Canon: Customization Is Way To Stand Out In The Crowd


Facing a multifunction printer segment increasingly crowded with tier-one vendors, Canon is looking to distinguish itself by focusing more on customization in its product line.

The Lake Success, N.Y.-based vendor has begun shipping a new midrange device that allows third parties to provide custom-built applications and user interfaces based on Canon's Multifunctional Embedded Application Platform (MEAP) architecture.

Canon's copier-based multi-function unit, the ImageRunner C3200, includes Java-based technology that the vendor said can be used by third parties to provide network-based applications that integrate e-mail, scanning and document management functions into one device.

The first such application that Canon has authorized for the platform was developed by eCopy, a Nashua, N.H.-based ISV. The software company developed Connector for Canon ImageWare, an application that enables the conversion of hard-copy documents into digital files that are stored and can be modified or distributed over a network via ImageRunner.

When the software is integrated into the multifunction copier with Canon's ImageWare technology, it allows document indexing information to be tagged to scanned documents. Those tags allow the documents to be stored and retrieved more efficiently, and resources to be shared in a workgroup setting.

Canon executives said the company would manage integration of the third-party software with its hardware by requiring software developers to receive approval from the vendor before shipping any solutions to market.

Price ranges for the device and software were not immediately available.

Canon rivals, including Hewlett-Packard, Lexmark, Oki Data and Xerox, have been working to build channel adoption of their multifunction products for much of the past year with additions to their product lines.

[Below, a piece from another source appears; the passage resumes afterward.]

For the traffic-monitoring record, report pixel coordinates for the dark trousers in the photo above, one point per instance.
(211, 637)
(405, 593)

Many of those product rollouts have coincided with current corporate IT refresh cycles.

Some solution providers said they believe the higher-end technologies on such devices will be successful, but only in certain segments.

"I could see in a large organization, it would be nice to be able to do customization based on using Java," said Patrick Holeva, president of CMC Business Systems, an Austin, Texas-based Canon solution provider.

Holeva said his company"an exclusive Canon dealer"has sold the ImageRunner product line throughout its customer set. He says it's been a profitable product for his company since earlier units were first rolled out.